The MarkWest acquisition represents a distinct change in MPC’s direction. Heminger was quoted in 2015 about adding cash generating assets for the midstream and refining business units. Investors rewarded MPC – between January 1 and June 30, 2015, MPC stock was up 14.2%. MarkWest is 100% natural gas, and its customers have huge natural gas commodity risk exposure. MWE’s reasoning behind the merger was focused on the company having enough capital liquidity to meet its customer’s expansionary plans for plants and pipelines, and with a merger with MPLX, MarkWest and its unitholders would benefit from MPC’s balance sheet.
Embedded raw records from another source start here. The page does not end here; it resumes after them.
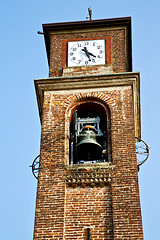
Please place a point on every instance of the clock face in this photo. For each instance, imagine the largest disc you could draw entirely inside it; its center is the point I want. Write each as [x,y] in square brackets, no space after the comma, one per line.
[83,53]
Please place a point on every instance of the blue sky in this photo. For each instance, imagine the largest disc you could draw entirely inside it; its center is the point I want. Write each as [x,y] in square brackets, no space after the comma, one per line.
[23,58]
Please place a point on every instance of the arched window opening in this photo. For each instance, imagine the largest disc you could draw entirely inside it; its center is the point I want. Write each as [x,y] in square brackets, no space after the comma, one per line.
[88,134]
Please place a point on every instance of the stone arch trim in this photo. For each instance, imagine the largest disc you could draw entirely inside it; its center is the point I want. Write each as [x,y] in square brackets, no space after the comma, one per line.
[72,100]
[76,99]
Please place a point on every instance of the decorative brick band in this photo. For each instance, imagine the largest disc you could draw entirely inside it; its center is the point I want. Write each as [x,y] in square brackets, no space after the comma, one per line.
[88,176]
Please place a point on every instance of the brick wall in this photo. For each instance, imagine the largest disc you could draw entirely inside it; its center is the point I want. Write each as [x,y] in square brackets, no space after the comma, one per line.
[107,201]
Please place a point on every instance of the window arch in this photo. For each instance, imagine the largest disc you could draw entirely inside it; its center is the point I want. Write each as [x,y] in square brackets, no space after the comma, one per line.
[89,138]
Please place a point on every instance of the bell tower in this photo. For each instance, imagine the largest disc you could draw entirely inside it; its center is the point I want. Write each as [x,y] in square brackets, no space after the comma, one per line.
[89,108]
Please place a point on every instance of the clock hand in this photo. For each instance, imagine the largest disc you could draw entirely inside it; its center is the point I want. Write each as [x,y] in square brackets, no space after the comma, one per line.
[86,52]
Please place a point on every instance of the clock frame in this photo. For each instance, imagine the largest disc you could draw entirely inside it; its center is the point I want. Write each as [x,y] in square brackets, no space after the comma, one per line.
[86,52]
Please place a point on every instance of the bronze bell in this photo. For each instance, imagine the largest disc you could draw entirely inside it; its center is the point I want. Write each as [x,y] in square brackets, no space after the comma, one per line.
[88,149]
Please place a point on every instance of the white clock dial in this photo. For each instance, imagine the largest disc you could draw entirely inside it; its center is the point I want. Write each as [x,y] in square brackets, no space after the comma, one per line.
[83,53]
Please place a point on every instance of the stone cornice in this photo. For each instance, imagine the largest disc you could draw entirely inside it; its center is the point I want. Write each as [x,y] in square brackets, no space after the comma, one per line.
[99,82]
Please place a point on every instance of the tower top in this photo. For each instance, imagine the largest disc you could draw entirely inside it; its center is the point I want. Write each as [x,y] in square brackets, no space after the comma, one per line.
[88,26]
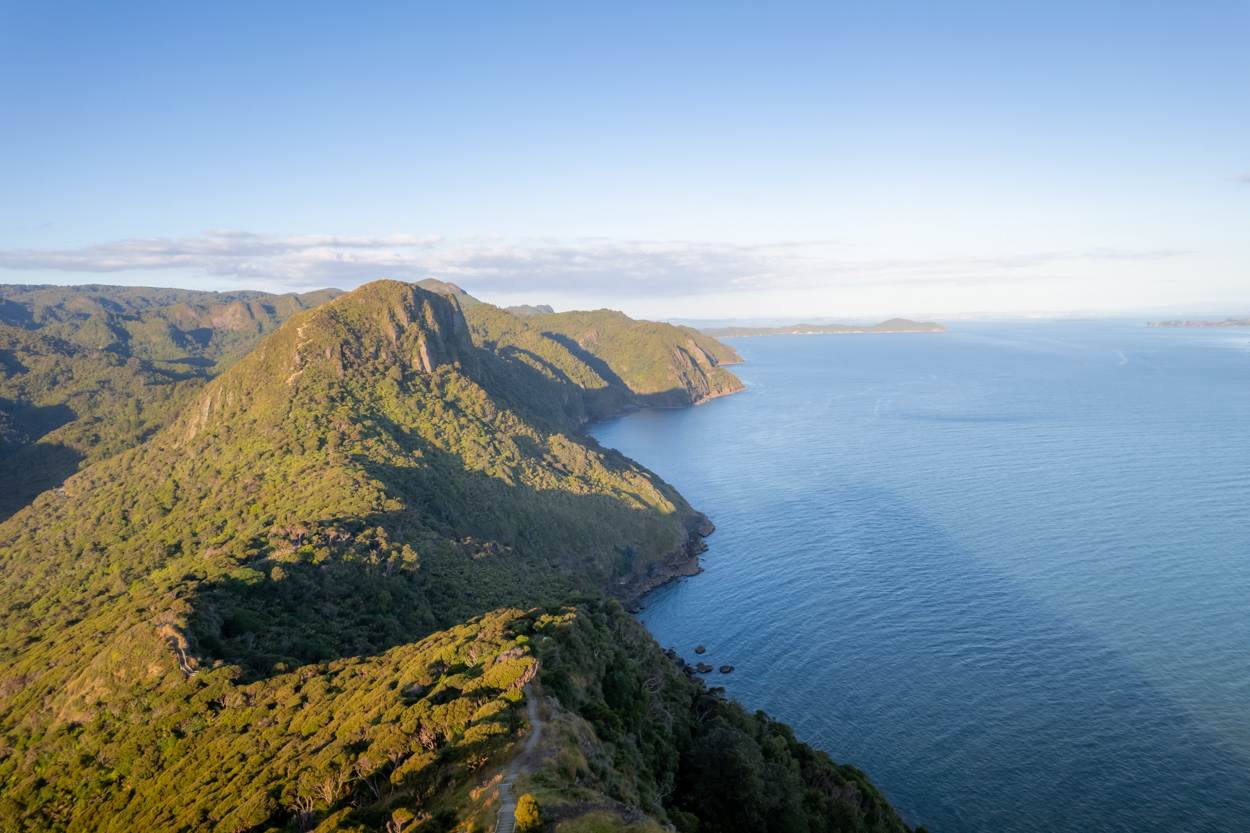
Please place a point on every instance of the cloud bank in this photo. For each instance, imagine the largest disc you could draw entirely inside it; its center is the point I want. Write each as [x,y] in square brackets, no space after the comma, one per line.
[581,265]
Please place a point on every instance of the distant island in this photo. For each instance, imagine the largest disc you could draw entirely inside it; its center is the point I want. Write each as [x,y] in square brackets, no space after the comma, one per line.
[1228,322]
[893,325]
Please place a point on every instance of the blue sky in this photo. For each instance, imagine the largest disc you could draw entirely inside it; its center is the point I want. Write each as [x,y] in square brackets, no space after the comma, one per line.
[831,159]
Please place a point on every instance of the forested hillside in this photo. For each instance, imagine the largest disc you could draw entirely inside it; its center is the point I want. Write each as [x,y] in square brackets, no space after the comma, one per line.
[616,362]
[318,595]
[86,372]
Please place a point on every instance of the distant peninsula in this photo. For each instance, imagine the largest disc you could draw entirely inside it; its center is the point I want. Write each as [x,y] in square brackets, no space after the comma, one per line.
[1228,322]
[893,325]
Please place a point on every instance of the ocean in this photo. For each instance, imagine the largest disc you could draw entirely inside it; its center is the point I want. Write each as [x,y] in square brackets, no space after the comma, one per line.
[1005,569]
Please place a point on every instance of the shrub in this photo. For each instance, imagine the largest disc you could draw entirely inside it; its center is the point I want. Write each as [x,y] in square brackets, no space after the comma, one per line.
[529,818]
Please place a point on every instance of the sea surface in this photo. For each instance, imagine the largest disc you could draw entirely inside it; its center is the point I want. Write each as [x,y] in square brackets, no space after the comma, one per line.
[1005,570]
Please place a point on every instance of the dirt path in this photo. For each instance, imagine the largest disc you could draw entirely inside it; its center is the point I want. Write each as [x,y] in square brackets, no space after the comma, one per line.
[508,796]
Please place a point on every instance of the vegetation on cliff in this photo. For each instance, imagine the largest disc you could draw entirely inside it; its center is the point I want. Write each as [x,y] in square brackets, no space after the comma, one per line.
[86,372]
[315,598]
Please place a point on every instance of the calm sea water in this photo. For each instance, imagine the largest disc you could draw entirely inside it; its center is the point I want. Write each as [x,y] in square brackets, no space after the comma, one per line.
[1005,569]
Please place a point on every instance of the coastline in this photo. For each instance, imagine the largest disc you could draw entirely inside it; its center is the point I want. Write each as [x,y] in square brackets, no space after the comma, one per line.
[679,563]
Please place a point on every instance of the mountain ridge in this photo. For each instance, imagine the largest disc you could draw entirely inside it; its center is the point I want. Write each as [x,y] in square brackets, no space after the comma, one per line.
[315,597]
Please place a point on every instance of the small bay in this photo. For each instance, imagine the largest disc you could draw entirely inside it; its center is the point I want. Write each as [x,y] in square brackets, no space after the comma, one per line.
[1004,569]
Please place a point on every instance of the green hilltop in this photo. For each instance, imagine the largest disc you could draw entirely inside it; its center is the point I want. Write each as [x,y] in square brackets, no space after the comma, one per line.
[319,589]
[86,372]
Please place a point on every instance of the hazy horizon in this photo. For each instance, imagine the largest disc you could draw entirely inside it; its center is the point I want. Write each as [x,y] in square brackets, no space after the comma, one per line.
[695,161]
Here comes the perfect tsunami. Natural gas spending is slowed, and so has the need for more fractionation and processing plants. The market has plenty of propane. MWE could have weathered the storm by adjusting spending to meet current market conditions and worked to remain a leader in its focus area through the downturn. Instead, MWE management found an unsophisticated buyer in MPC/MPLX, agreed to a deal without a stock price floor, and caused an all-out rout for its unitholders, who lost more than 30.5% of its stock price value during the merger process and turned a stock that was well regarded into a painful memory. As expected, investors are going to the message boards putting forth their opinions on today’s news from Marathon.
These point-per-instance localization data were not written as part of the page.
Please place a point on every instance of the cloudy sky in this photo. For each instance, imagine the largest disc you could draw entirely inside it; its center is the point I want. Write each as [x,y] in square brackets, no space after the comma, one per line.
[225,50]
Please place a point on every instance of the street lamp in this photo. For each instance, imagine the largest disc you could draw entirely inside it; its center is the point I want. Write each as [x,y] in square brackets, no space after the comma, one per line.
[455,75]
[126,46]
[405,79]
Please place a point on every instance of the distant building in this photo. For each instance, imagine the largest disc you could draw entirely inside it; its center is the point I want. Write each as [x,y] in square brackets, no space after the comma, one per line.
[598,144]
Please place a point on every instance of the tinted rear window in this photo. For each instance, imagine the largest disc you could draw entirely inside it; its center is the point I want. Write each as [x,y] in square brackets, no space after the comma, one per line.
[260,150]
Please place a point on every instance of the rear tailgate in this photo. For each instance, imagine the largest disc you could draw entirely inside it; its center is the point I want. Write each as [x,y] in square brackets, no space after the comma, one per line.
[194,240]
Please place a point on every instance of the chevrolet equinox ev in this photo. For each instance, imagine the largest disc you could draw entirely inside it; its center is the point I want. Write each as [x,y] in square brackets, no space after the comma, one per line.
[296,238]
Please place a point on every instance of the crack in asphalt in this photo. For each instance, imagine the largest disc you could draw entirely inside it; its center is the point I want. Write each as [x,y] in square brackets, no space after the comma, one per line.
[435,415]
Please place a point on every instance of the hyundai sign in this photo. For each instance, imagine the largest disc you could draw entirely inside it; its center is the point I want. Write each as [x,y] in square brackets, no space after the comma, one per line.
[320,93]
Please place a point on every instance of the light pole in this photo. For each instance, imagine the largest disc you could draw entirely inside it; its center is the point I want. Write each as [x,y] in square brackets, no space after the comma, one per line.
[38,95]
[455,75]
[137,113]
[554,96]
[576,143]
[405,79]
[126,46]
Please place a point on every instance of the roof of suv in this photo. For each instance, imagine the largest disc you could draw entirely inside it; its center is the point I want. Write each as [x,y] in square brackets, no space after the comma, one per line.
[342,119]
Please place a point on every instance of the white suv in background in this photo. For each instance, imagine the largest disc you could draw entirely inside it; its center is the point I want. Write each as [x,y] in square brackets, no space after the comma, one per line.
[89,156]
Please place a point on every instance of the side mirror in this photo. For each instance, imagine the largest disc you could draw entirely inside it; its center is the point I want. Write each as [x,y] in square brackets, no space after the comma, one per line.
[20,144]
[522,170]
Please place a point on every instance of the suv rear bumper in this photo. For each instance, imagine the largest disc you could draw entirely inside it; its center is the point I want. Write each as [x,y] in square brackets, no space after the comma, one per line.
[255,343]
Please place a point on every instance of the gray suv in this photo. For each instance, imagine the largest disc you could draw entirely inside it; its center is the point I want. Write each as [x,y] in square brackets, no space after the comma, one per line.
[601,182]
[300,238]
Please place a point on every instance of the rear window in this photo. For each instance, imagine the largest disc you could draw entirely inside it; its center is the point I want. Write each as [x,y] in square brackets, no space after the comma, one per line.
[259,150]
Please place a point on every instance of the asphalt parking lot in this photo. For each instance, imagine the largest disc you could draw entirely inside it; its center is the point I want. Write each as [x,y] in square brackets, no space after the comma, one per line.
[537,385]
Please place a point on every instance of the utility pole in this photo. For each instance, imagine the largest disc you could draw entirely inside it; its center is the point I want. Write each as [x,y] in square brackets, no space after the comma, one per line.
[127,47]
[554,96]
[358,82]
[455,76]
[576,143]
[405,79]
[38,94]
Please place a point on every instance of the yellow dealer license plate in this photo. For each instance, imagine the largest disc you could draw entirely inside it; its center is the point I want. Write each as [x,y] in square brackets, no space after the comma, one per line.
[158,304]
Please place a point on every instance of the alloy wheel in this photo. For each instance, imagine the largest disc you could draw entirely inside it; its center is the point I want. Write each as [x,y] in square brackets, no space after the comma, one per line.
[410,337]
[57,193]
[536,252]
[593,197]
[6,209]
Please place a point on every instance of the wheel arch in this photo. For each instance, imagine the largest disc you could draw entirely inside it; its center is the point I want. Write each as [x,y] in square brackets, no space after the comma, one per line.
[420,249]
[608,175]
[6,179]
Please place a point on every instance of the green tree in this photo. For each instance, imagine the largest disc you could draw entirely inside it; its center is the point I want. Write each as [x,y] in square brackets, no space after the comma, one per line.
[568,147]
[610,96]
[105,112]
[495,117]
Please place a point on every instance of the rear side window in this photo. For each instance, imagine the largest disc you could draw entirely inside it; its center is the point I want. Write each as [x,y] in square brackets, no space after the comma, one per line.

While the MPLX cut in capex and distribution growth is a reflection of current market conditions, it is also a reflection of MPC’s failure to know what it was buying. The only out for MPC and MPLX with the MWE transaction is for natural gas prices to move up. Punxsutawney Phil showed us that Spring is just around the corner. A new mark in natural gas storage level exiting the winter heating season will apply additional pressure on natural gas producers and on MPC/MPLX.
The question to ponder: “If Marathon can cut its growth estimates for the 2016 MPLX dividend stream in half in under 65 days, and the lower for longer theme for oil and natural gas prices continues, how confident are the unitholders of MPLX that it can meet the lower growth rate or the 2017 to 2019 dividend growth rates of 20% to 25%?”